Department of Rheumatology, Faculty of Medicine, Marmara University, İstanbul, Turkey
Department of Pulmonary and Critical Care Medicine, Faculty of Medicine, Marmara University, İstanbul, Turkey
Turk J Med Sci. 2021 Aug 30;51(4):1689-1694. doi: 10.3906/sag-2010-311.
BACKGROUND/AIM: Tumor necrosis factor-alfa (TNF-a) antagonists are extensively utilized in the treatment of inflammatory rheumatic diseases and also shown to be effective in Behçet’s disease (BD) patients with major organ involvement. In this study, we aimed to re- evaluate the incidence of tuberculosis (TB) infection after anti-TNFa treatments and to reveal the risk of TB in BD.
Data of patients who received anti-TNFa treatment between 2005 and 2018 were assessed retrospectively. Demographic features, TNF-a antagonist type/treatment time, tuberculosis skin test (TST) and QuantiFERON results, isoniazid prophylaxis status, and concomitant corticosteroid (CS) treatments were collected.
A total of 1277 (male/female = 597/680; median age = 49 years) patients were treated with TNF-a antagonist for a median of 33 months (Q1:12, Q3:62). Thirteen (1%) patients developed TB during the follow-up period. Within 13 TB-positive patients, 7 of them had pulmonary, and 7 had extrapulmonary TB. Although, the median time of (month) TNF-a antagonist treatment was higher in TB-positive patients than negative ones, the difference was not statistically significant (48 and 33 months, respectively, p = 0.47). Similarly, TB-positive patients were treated with CSs more than TB-negative patients (80% vs. 60%). Time from the initiation of TNF-a antagonist treatment to the diagnosis of TB had a median of 40 months (Q1-Q3: 22-56). There was a statistically significant increase of TB development in BD patients than non-BD patients after TNF-a antagonists (7.5% vs. 0.8%, respectively, p = 0.007). When we combined our patients with the other series from Turkey, among 12928 patients who received TNF-a antagonists, TB was positive in 12 (3.9%) of 305 BD patients compared to 112 (0.9%) of 12623 non-BD patients (p < 0.00001).
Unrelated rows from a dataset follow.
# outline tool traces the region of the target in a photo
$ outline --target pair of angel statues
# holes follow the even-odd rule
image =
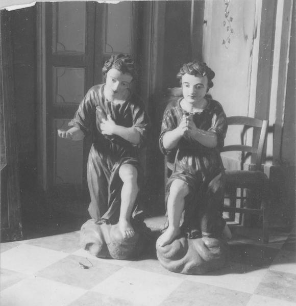
[[[72,140],[92,137],[87,163],[91,219],[82,226],[81,244],[96,256],[127,259],[139,256],[146,243],[137,213],[143,181],[138,152],[150,122],[140,98],[130,89],[136,78],[132,59],[112,56],[102,71],[105,83],[88,90],[70,128],[58,133]],[[183,96],[167,106],[159,136],[161,151],[174,155],[175,162],[165,186],[167,221],[156,247],[161,264],[180,273],[218,268],[227,252],[220,156],[227,123],[221,105],[206,95],[214,76],[201,61],[181,67],[177,77]]]

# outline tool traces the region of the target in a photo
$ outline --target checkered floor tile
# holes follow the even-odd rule
[[[296,305],[295,235],[238,231],[221,270],[174,273],[153,255],[97,258],[80,248],[79,233],[2,243],[1,304],[5,306]],[[87,269],[81,268],[84,265]]]

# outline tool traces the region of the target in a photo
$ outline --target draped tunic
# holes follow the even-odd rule
[[[159,138],[162,153],[175,157],[172,174],[166,187],[166,201],[174,180],[183,181],[189,187],[189,194],[185,198],[184,222],[181,227],[189,238],[195,238],[200,233],[208,237],[219,236],[225,225],[221,214],[225,171],[220,149],[224,144],[227,131],[226,116],[218,101],[206,99],[206,108],[201,112],[194,114],[182,108],[182,98],[170,102],[163,115]],[[185,134],[176,147],[171,150],[164,148],[164,134],[177,128],[184,115],[191,116],[198,129],[215,133],[216,146],[206,147]]]
[[[119,169],[124,164],[134,166],[140,184],[142,171],[138,159],[144,144],[149,119],[142,102],[130,92],[120,104],[108,100],[104,95],[105,84],[89,89],[81,103],[70,126],[77,126],[85,135],[91,133],[92,145],[87,163],[87,182],[91,202],[88,211],[96,221],[116,223],[119,219],[122,182]],[[133,127],[139,133],[140,142],[134,145],[117,135],[102,134],[101,124],[109,115],[117,125]],[[136,206],[135,207],[135,209]]]

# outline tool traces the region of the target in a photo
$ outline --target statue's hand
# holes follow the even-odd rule
[[[66,138],[66,139],[71,139],[72,135],[68,131],[66,131],[63,129],[58,130],[58,135],[59,137],[61,138]]]
[[[61,138],[71,140],[82,140],[84,138],[83,132],[80,129],[76,126],[69,129],[68,131],[60,129],[58,130],[58,135]]]
[[[107,119],[102,119],[101,124],[101,130],[103,135],[112,135],[116,124],[110,115],[108,115]]]
[[[183,115],[182,120],[177,129],[181,136],[184,136],[188,132],[189,130],[188,116]]]

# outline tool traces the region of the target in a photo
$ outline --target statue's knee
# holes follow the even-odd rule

Our results suggest a higher frequency of TB infections in BD patients with TNF-a antagonists. As biologic agents are increasingly used for major organ involvement in current practice for BD, screening mechanisms should be carefully implemented.
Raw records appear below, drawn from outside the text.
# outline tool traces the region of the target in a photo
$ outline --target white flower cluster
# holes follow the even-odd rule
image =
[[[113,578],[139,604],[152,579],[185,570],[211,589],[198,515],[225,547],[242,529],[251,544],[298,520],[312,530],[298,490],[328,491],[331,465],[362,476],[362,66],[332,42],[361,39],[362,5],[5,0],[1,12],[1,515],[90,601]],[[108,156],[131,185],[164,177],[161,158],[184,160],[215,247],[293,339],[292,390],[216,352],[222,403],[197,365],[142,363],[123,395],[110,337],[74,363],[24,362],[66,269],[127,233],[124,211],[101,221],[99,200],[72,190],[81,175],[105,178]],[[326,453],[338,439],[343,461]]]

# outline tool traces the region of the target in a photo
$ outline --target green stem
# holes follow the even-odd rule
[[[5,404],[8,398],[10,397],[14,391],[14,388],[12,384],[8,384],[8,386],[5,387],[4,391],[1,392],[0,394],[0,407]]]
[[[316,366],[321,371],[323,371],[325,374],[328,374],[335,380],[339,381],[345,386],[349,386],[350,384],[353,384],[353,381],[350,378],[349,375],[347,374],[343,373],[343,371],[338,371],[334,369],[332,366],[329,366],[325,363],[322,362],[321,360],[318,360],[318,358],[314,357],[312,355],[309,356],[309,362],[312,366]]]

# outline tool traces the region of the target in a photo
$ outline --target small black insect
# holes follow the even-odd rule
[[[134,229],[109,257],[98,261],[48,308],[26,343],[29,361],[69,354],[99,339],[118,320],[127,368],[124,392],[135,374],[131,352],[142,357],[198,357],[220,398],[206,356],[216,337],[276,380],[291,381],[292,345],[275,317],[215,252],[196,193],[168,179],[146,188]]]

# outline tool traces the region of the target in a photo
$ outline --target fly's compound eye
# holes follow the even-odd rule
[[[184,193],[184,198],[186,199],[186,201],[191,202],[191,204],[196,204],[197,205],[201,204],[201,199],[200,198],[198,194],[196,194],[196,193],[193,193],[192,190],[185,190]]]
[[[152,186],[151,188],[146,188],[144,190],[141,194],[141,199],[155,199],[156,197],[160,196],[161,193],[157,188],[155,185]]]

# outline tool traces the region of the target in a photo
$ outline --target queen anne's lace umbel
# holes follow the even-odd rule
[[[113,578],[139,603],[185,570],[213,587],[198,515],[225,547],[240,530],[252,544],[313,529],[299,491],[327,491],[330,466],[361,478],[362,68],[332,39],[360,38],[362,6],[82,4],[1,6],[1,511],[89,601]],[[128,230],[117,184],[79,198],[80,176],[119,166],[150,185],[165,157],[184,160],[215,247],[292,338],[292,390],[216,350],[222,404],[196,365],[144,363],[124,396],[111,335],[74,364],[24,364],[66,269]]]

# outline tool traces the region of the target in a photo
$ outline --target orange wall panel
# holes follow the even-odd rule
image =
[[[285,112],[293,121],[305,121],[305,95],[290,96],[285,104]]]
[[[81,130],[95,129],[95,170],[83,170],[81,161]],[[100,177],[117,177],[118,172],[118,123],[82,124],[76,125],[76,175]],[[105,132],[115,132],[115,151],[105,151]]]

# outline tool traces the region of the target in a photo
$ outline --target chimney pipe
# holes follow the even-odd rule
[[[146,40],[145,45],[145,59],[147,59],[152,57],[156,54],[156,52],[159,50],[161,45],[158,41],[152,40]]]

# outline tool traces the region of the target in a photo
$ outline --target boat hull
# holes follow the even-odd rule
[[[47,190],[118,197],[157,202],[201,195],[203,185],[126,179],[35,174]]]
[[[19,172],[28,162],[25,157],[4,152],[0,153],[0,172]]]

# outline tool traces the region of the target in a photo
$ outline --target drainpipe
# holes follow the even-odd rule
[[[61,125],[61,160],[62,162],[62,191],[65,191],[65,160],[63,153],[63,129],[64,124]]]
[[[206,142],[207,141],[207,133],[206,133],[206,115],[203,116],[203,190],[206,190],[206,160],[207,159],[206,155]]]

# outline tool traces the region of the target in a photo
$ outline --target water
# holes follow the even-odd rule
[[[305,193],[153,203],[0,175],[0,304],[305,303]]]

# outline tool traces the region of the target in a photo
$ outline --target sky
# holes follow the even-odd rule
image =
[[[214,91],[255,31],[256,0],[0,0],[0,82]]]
背景/目的:肿瘤坏死因子-α(TNF-α)拮抗剂广泛用于治疗炎症性风湿病,并且在有重要器官受累的贝赫切特病(BD)患者中也显示出有效性。在这项研究中,我们旨在重新评估抗 TNF-α治疗后结核(TB)感染的发生率,并揭示 BD 中 TB 的风险。
回顾性评估了 2005 年至 2018 年间接受抗 TNF-α治疗的患者的数据。收集了人口统计学特征、TNF-α拮抗剂类型/治疗时间、结核菌素皮肤试验(TST)和 QuantiFERON 结果、异烟肼预防状况以及同时使用皮质类固醇(CS)治疗的情况。
共 1277 名(男/女=597/680;中位年龄=49 岁)患者接受 TNF-α拮抗剂治疗,中位时间为 33 个月(Q1:12,Q3:62)。在随访期间,有 13 名(1%)患者发生 TB。在 13 名 TB 阳性患者中,有 7 名患有肺部 TB,7 名患有肺外 TB。尽管 TB 阳性患者的 TNF-α拮抗剂治疗时间中位数高于阴性患者,但差异无统计学意义(分别为 48 和 33 个月,p=0.47)。同样,TB 阳性患者接受 CS 的治疗多于 TB 阴性患者(80% vs. 60%)。从开始 TNF-α拮抗剂治疗到诊断 TB 的时间中位数为 40 个月(Q1-Q3:22-56)。BD 患者在接受 TNF-α拮抗剂治疗后发生 TB 的比例明显高于非 BD 患者(分别为 7.5%和 0.8%,p=0.007)。当我们将我们的患者与土耳其的其他系列研究合并时,在接受 TNF-α拮抗剂治疗的 12928 名患者中,TB 阳性的 305 名 BD 患者中有 12 名(3.9%),而 12623 名非 BD 患者中有 112 名(0.9%)(p<0.00001)。
我们的结果表明,BD 患者使用 TNF-α拮抗剂后,TB 感染的频率更高。由于生物制剂在当前 BD 中对主要器官受累的治疗中越来越多地使用,应谨慎实施筛查机制。